Data Processing Agreement. Before the processor begins processing on behalf of the controller, the processor must enter into an agreement that includes terms similar to those required under other US government privacy laws (and the GDPR), including the controller’s instructions for processing and the processor’s obligations. . (1) keep your information private; (2) remove or return all personal data to the controller as required at the end of the service, unless the retention of your data is required by law; (3) upon request, provide data to the controller; (4) cooperate with third party reviews; and (5) complete similar contracts with subcontractors. Data processors must follow the instructions of the regulator and use appropriate technical and organizational measures to assist the regulator in fulfilling its obligations under the VCDPA. Businesses should continue to draft their contracts and keep standards in mind where possible (see Harmonizing data processing contracts around the world).

Freedom of Data Subjects. Under the VCDPA, consumers have the right to know whether the controller is collecting their personal information, to access the information collected, download and delete the content from the platform in a way that allows transfer to another, and control and deletion. personal information stored on them. Users also have the right to opt out of selling their personal information, or using their personal information for targeted marketing and other forms of profiling.

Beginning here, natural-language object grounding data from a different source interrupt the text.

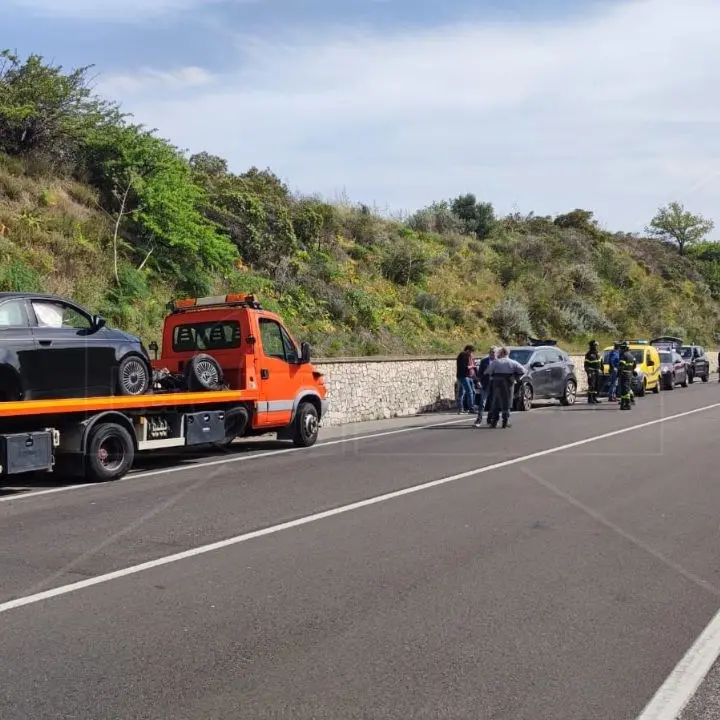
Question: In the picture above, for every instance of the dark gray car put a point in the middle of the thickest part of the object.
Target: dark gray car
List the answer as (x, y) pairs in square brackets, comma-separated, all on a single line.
[(549, 374), (698, 364), (673, 370)]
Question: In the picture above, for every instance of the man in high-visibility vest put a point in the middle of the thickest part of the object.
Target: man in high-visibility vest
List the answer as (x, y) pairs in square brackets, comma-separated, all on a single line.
[(593, 366), (626, 366)]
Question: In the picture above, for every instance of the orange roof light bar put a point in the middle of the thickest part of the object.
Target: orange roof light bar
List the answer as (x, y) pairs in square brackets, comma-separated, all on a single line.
[(213, 301)]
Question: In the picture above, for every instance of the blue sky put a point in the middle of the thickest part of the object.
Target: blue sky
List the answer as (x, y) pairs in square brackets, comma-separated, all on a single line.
[(541, 106)]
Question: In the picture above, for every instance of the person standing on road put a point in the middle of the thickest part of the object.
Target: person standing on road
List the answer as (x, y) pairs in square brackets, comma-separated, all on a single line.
[(613, 360), (503, 371), (626, 366), (592, 370), (464, 376), (485, 385)]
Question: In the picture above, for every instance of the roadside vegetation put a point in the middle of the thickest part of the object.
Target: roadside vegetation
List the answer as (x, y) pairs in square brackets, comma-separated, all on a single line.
[(98, 208)]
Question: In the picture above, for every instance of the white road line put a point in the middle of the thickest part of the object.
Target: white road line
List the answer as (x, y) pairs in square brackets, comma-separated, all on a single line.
[(273, 529), (235, 459), (682, 683)]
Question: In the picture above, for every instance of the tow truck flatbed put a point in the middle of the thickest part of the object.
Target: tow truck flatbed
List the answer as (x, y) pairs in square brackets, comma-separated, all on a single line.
[(24, 408)]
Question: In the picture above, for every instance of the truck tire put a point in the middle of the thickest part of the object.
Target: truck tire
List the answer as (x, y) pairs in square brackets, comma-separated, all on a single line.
[(134, 376), (307, 425), (109, 454), (203, 372)]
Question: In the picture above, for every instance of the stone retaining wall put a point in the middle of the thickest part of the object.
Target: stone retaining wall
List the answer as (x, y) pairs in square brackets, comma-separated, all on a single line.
[(377, 388)]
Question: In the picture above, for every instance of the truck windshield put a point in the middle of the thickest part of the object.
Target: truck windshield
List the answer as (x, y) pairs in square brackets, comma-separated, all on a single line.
[(222, 335)]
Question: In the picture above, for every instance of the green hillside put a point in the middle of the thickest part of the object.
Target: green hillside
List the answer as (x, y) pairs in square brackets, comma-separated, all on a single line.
[(97, 208)]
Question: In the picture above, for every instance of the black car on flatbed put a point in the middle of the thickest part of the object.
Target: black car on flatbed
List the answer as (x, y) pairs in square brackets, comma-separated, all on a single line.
[(51, 347)]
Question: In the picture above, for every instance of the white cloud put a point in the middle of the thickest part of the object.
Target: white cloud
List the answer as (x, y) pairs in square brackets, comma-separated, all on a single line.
[(617, 112), (128, 11), (148, 79)]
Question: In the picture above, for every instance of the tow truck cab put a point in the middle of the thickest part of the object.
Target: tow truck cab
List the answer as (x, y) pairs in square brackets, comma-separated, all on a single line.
[(257, 354)]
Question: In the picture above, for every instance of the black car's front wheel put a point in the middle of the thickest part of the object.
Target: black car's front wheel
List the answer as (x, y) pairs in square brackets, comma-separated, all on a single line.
[(570, 393), (526, 397), (203, 372), (134, 376)]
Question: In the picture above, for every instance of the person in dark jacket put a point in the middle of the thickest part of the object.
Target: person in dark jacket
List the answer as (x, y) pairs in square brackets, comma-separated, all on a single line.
[(593, 368), (626, 367), (464, 376), (503, 371), (613, 360), (485, 385)]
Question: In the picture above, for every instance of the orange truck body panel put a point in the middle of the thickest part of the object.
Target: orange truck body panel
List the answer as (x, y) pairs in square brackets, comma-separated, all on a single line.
[(257, 353), (120, 402)]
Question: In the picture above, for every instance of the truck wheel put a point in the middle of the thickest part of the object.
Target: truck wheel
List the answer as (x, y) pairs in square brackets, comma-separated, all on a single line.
[(110, 452), (307, 425), (134, 376), (203, 372)]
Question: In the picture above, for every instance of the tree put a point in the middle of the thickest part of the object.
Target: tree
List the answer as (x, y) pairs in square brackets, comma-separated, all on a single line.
[(678, 225), (477, 218), (577, 219), (45, 111), (148, 181)]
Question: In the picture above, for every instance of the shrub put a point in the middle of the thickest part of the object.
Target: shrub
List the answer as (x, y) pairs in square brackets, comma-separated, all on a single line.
[(511, 320), (404, 262)]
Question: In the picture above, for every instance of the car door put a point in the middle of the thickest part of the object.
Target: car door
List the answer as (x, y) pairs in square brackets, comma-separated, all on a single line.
[(17, 346), (279, 366), (703, 362), (557, 373), (67, 362), (540, 372), (679, 367)]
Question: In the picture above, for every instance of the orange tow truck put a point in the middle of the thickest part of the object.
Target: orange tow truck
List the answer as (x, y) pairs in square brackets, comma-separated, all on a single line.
[(227, 369)]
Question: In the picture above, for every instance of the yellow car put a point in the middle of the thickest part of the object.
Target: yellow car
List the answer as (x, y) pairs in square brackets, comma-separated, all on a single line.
[(648, 366)]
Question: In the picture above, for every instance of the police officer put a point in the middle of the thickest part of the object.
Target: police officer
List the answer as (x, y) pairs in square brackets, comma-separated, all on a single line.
[(593, 366), (626, 366), (504, 372)]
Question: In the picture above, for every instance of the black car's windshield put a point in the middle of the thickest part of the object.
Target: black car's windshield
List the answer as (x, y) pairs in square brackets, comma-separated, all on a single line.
[(521, 356)]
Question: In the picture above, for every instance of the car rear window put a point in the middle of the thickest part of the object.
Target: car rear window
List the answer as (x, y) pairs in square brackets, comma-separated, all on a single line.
[(206, 336), (521, 356)]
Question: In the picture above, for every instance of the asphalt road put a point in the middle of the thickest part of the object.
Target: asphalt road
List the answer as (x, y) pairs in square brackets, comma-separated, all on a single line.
[(488, 584)]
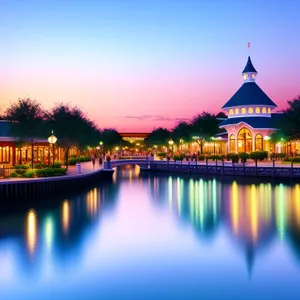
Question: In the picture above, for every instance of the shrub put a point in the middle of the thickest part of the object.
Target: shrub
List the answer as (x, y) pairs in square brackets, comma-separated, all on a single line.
[(20, 171), (23, 167), (233, 157), (40, 166), (295, 159), (73, 161), (29, 174), (57, 164), (201, 157), (281, 155), (259, 155), (179, 157), (244, 156), (161, 155), (83, 158), (49, 172)]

Responding to Freedom of Information Requests. To exercise its rights, the VCDPA allows consumers to, upon confirmation, receive responses to consumer requests without delay but in any case within 45 days of receipt of the request. The regulator can extend this period by another 45 days if necessary, and the consumer will have the ability to appeal any decision made by the regulator under the regulator’s appeals process (which the VCDPA requires the regulator to establish). The appeals process must provide the consumer with a response to the appeal within 60 days and must provide the consumer with information on how to contact the Virginia Attorney General if the consumer has concerns about the outcome of any appeal. This is in contrast to the CCPA, which does not mandate an appeal.

Penalties and remedies. Unlike the CCPA, there are no privacy rights provided by the VCDPA, but the Virginia Attorney General can bring criminal prosecution or fines of up to USD 7,500 for violations. The Virginia Attorney General must first provide notice of the violation to the regulator and allow 60 days to cure before taking action. Like the CCPA, the VCDPA creates a consumer privacy fund that will support the actions of the Virginia Attorney General to enforce the VCDPA.